How it’s tested
With modern technology and imaging studies, we can pick up even the most minor (as in – nothing to get too worried about!) variances in a woman’s uterus shape and structure.
From the outside, your uterus is shaped like an upside-down pear: big at the top, skinny and tapered towards the bottom. To have a smooth egg implantation, the inside of your uterus should have a similar shape as well.
But sometimes a uterus develops a little abnormally. For example, two sides of the uterus can come together, cause the middle portion to “melt away”. Or your uterus can have a normal-appearing exterior, but “heart shaped” interior, with a dip extending from the top of the uterus (the “fundus”) into the cavity.

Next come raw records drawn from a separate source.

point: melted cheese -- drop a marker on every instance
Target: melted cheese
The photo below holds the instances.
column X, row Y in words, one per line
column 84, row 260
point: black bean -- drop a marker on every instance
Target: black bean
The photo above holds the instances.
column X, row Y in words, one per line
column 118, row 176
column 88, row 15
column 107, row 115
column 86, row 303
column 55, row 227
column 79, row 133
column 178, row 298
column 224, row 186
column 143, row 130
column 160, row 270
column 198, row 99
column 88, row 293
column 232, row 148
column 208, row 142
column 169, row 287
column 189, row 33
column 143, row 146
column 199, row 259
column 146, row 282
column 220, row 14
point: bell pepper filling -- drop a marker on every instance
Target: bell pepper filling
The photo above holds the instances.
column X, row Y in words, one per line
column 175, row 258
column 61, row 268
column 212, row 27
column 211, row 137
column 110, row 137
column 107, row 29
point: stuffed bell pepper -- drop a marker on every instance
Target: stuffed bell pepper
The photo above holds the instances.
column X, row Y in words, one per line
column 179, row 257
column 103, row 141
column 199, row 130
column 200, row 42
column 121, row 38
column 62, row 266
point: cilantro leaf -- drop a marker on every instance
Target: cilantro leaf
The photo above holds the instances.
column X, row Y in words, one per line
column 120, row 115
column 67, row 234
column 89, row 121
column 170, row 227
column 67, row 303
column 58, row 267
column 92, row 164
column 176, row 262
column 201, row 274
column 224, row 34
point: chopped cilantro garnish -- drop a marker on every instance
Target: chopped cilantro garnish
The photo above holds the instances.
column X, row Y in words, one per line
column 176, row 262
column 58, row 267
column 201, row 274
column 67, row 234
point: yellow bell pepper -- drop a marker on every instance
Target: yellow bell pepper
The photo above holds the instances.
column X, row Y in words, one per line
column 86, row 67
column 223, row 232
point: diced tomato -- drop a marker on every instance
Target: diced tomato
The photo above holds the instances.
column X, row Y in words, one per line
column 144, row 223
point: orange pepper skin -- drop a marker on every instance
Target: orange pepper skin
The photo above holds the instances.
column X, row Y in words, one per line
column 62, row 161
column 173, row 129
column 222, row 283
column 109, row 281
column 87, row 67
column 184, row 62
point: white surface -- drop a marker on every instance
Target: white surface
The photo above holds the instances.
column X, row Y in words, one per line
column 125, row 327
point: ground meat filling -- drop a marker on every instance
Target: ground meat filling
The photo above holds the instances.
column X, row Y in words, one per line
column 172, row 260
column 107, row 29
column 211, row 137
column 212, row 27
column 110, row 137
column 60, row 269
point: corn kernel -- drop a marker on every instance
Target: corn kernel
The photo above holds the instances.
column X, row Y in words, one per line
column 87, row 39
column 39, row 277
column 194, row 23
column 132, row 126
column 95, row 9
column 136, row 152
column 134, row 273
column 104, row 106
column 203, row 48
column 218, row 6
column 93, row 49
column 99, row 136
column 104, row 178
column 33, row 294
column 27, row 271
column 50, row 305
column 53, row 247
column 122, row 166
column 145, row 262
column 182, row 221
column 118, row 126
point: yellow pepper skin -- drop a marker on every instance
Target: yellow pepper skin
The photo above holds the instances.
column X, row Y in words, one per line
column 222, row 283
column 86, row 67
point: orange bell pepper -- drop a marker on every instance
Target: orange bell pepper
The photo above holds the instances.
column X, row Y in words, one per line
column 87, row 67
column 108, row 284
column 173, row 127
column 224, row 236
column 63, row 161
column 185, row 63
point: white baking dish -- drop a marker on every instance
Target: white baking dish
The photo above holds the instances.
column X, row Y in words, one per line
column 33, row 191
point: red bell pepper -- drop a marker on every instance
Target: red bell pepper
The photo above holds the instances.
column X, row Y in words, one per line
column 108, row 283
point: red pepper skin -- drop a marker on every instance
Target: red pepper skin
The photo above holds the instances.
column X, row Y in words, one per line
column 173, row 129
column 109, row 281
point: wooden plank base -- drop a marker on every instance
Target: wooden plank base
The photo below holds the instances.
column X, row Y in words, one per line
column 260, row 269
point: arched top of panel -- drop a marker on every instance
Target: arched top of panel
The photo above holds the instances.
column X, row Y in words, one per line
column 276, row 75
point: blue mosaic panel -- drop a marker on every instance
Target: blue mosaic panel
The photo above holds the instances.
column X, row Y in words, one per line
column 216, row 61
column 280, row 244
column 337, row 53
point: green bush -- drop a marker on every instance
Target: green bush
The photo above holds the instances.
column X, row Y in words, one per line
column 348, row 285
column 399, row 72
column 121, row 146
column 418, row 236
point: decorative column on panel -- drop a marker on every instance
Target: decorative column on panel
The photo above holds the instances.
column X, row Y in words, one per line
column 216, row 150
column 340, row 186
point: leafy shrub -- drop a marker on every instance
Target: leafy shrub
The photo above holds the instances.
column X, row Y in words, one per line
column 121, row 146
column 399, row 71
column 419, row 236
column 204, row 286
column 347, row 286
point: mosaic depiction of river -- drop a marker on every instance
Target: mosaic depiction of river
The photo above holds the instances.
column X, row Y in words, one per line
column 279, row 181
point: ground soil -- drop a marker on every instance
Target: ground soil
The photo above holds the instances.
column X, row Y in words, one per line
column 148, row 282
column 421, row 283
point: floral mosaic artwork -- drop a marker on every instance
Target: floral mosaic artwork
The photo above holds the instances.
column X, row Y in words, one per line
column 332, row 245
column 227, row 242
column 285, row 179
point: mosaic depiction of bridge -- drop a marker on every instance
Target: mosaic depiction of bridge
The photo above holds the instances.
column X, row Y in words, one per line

A minor dip like that is called an arcuate cavity. As it becomes longer, we call it subseptate. If the dip is over 1 cm in size, it’s sometimes called a “true septum” – like a wall dividing the two halves of your uterus. Although bigger dips are more serious, there’s actually no medical consensus yet on where the line between “normal” and “abnormal” should be drawn. In fact, the decision to label your dip “arcuate”, “subseptate” or “septum” isn’t standardized.
In any case, the trouble with these abnormalities is that they involve the “fundus”, the top of your uterus. That’s where eggs prefer to implant. So the longer the septate structure (the “dip”), the more difficult it is for blood to travel from the outside of your uterus to that part of your fundus. Eggs need that blood flow to implant, so there can be a reduced chance of implantation.
A regular transvaginal ultrasound or HSG (x-ray procedure) can reveal warning signs that there’s an arcuate, subseptate or septate. However, it can only truly be diagnosed by a sonohystogram or a hysteroscopy.
In this test, water is placed inside your uterus. This makes the two sides expand, which lets us clearly see the contours of the centre portion and whether there’s a dip.
With a “three-dimensional” sonohystogram, we can see the dip even more clearly. This version of the test will seem identical from your perspective, but it involves greater computer power in the ultrasound machine. It’s able to recreate a true three-dimensional image of your uterus!
This is a minor surgical procedure. It’s often done as an outpatient. Basically, a camera is placed through your cervix so the surgeon can look at the top of your fundus. If everything’s fine, they’ll see a fundus with natural appearing veins. If there’s a significant septum, the surgeon will see “tunneling” into each of the top corners of the uterine structure, with a fairly empty network of veins in the middle (in other words, it’ll show that it’s not receiving healthy blood flow).
How it’s treated
Treatment is pretty straightforward: a hysteroscopic resection. That means the extra tissue is removed from the dip. But it’s a delicate procedure, because the amount that needs to be removed is usually tiny! It’s measured in millimeters. However, you body will usually accept this removal, because such a small amount is being removed.
That said, we’re always cautious when suggesting this procedure. There are two risks:
- You could develop scar tissue right in the key location where the egg most needs to implant. That’s a serious risk that could harm your fertility.
- A resection could lead to a “perforation” (a small hole) in your uterus or fundus.
Even though these complications are actually pretty unlikely, the procedure is still quite controversial. Remember how we said that there’s no standard medical opinion on whether your “dip” is serious or not? That also means there’s no clear point at which surgery is necessary. Different doctors will have different options on when surgery is required – or whether it’s needed at all.
The good news is that for most women, a mild case will be considered relatively normal, and no surgery will be required.